His flag-draped coffin resting on a carpet of animal skins, Nelson Mandela was laid to rest Sunday in the green, rolling hills of the eastern hamlet where he began his extraordinary journey — one that led him from prison to the presidency, a global symbol of endurance and reconciliation in the fight against South Africa’s racist rule.

Artillery boomed and military aircraft roared through a cloud-studded sky, as the simple and the celebrated gathered to pay their final respects in Mandela’s native village of Qunu at a state funeral that blended ancient tribal rituals with a display of the might of the new, integrated South Africa.

“Yours was truly a long walk to freedom, and now you have achieved the ultimate freedom in the bosom of your maker,” Brig. Gen.

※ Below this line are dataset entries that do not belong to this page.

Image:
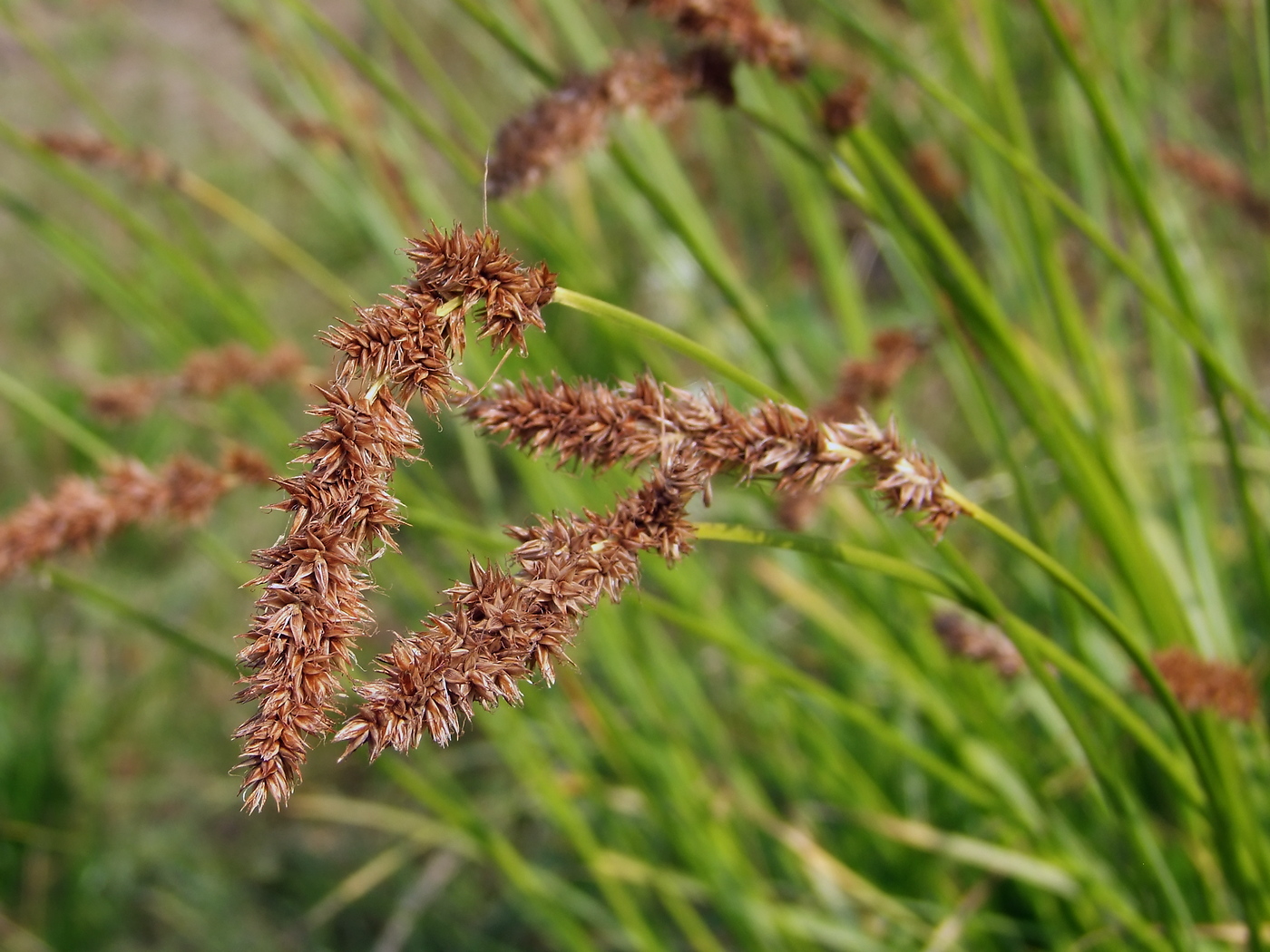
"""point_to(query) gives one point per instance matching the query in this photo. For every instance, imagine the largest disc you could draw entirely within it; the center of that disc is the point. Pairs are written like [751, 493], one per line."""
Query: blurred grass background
[761, 749]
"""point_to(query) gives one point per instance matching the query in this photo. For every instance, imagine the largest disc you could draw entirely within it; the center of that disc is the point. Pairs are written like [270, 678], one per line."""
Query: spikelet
[861, 384]
[313, 606]
[574, 118]
[1219, 180]
[644, 421]
[83, 513]
[1226, 689]
[503, 627]
[737, 25]
[205, 374]
[986, 644]
[846, 107]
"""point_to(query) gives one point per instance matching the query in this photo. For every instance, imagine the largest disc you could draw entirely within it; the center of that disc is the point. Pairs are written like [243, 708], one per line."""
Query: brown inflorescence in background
[311, 607]
[1221, 180]
[82, 513]
[91, 149]
[861, 386]
[935, 174]
[206, 374]
[740, 28]
[1226, 689]
[574, 118]
[975, 641]
[846, 107]
[502, 627]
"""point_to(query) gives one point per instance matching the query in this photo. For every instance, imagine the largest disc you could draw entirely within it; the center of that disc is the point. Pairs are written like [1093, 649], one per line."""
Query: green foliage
[767, 746]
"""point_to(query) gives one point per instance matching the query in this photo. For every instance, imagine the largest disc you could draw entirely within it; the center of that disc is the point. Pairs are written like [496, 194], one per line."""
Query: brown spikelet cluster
[986, 644]
[501, 628]
[846, 107]
[206, 374]
[861, 384]
[143, 164]
[644, 421]
[574, 118]
[82, 513]
[935, 174]
[313, 608]
[1221, 180]
[1226, 689]
[738, 27]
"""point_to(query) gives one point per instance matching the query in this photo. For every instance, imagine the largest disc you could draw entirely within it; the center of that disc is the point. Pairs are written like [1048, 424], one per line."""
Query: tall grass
[767, 746]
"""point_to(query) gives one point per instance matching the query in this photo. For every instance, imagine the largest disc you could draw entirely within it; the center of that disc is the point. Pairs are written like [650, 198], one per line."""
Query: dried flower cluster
[641, 421]
[1226, 689]
[83, 513]
[1219, 180]
[502, 627]
[206, 374]
[861, 384]
[740, 28]
[935, 174]
[846, 107]
[143, 164]
[986, 644]
[313, 608]
[574, 118]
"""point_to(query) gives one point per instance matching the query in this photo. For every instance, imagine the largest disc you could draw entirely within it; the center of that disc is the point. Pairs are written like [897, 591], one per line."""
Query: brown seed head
[1226, 689]
[311, 607]
[737, 24]
[978, 643]
[846, 107]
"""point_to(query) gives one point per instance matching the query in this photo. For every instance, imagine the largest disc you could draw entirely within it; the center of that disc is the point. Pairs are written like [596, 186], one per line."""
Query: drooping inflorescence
[574, 118]
[502, 626]
[311, 607]
[641, 421]
[82, 513]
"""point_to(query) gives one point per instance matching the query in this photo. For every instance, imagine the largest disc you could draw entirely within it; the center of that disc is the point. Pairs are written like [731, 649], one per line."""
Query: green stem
[669, 338]
[70, 429]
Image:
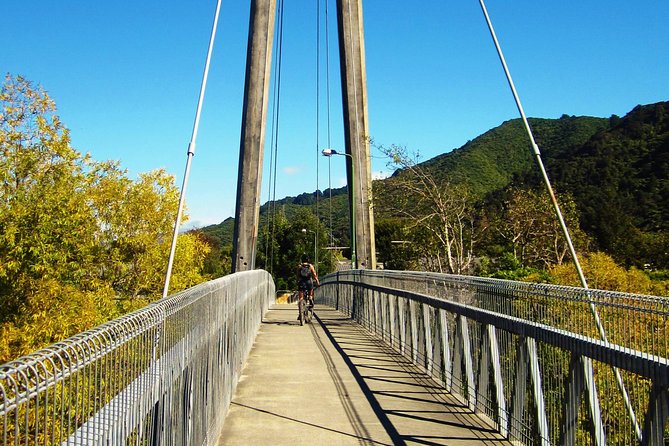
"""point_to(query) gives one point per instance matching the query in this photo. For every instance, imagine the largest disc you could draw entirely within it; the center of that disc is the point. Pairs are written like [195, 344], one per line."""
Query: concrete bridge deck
[333, 383]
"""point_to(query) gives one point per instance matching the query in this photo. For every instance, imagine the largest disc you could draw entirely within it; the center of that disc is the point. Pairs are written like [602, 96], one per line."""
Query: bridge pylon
[356, 129]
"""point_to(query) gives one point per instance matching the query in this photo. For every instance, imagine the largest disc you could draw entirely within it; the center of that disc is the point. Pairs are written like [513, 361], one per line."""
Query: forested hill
[492, 160]
[620, 181]
[617, 170]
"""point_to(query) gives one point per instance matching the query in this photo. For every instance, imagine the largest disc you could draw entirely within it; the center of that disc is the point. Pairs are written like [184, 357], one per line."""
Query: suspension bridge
[391, 358]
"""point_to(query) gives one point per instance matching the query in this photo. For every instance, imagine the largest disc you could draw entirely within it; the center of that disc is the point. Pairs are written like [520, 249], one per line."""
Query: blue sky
[125, 76]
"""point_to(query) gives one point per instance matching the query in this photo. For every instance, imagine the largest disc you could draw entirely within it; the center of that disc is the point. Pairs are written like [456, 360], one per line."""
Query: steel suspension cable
[318, 103]
[327, 91]
[558, 212]
[191, 151]
[275, 138]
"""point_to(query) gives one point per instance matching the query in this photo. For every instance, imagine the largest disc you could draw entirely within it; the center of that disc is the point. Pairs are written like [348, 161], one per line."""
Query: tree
[438, 213]
[281, 244]
[528, 225]
[80, 242]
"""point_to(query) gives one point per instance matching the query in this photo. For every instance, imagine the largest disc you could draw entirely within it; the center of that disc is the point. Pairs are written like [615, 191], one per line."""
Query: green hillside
[616, 169]
[494, 159]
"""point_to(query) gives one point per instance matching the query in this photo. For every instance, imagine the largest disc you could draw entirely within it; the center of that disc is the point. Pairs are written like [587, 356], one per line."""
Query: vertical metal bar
[538, 393]
[446, 350]
[518, 403]
[429, 358]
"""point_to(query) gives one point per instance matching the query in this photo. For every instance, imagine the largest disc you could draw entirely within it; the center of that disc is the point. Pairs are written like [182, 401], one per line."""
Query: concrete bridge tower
[256, 89]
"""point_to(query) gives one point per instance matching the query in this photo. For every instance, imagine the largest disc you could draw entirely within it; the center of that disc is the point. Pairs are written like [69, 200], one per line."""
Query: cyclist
[306, 275]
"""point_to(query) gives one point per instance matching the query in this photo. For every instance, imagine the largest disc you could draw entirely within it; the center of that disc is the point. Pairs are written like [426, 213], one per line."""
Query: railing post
[446, 350]
[656, 416]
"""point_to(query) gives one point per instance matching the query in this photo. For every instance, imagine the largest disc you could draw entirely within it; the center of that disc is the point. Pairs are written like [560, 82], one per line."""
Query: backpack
[305, 271]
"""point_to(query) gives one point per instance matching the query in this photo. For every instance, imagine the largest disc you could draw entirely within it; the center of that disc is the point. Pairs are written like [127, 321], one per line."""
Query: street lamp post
[304, 231]
[329, 153]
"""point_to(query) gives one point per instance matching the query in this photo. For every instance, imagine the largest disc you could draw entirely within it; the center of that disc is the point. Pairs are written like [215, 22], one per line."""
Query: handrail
[500, 344]
[161, 375]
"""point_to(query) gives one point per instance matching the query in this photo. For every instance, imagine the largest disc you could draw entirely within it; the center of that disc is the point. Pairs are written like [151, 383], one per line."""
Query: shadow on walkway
[333, 383]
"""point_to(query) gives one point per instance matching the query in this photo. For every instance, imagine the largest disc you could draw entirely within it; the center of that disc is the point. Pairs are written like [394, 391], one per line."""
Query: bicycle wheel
[300, 309]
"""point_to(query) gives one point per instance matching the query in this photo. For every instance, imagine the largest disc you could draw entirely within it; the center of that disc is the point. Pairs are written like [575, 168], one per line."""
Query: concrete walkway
[332, 383]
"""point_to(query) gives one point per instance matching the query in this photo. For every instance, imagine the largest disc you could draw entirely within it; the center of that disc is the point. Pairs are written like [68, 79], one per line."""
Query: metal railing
[526, 356]
[164, 374]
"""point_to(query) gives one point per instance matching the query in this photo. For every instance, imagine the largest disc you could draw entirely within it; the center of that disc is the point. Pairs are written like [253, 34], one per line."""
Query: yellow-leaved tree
[80, 242]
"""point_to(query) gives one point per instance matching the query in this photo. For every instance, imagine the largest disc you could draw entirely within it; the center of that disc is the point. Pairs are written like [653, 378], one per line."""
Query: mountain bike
[305, 309]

Monwabisi Jamangile, chaplain-general of the South African military, said as Mandela’s coffin was lowered into the ground at the family grave site. “Rest in peace.”

“I realized that the old man is no more, no more with us,” said Bayanda Nyengule, head of a local museum about Mandela, his voice cracking as he described the burial attended by several hundred mourners after a larger funeral ceremony during which some 4,500 people, including heads of state, royalty and celebrities, paid their last respects.

The burial ended a 10-day mourning period that began with Mandela’s death Dec. 5 at 95, and included a Johannesburg memorial attended by nearly 100 world leaders and three days during which tens of thousands of South Africans of all races and backgrounds filed past Mandela’s coffin in the capital, Pretoria.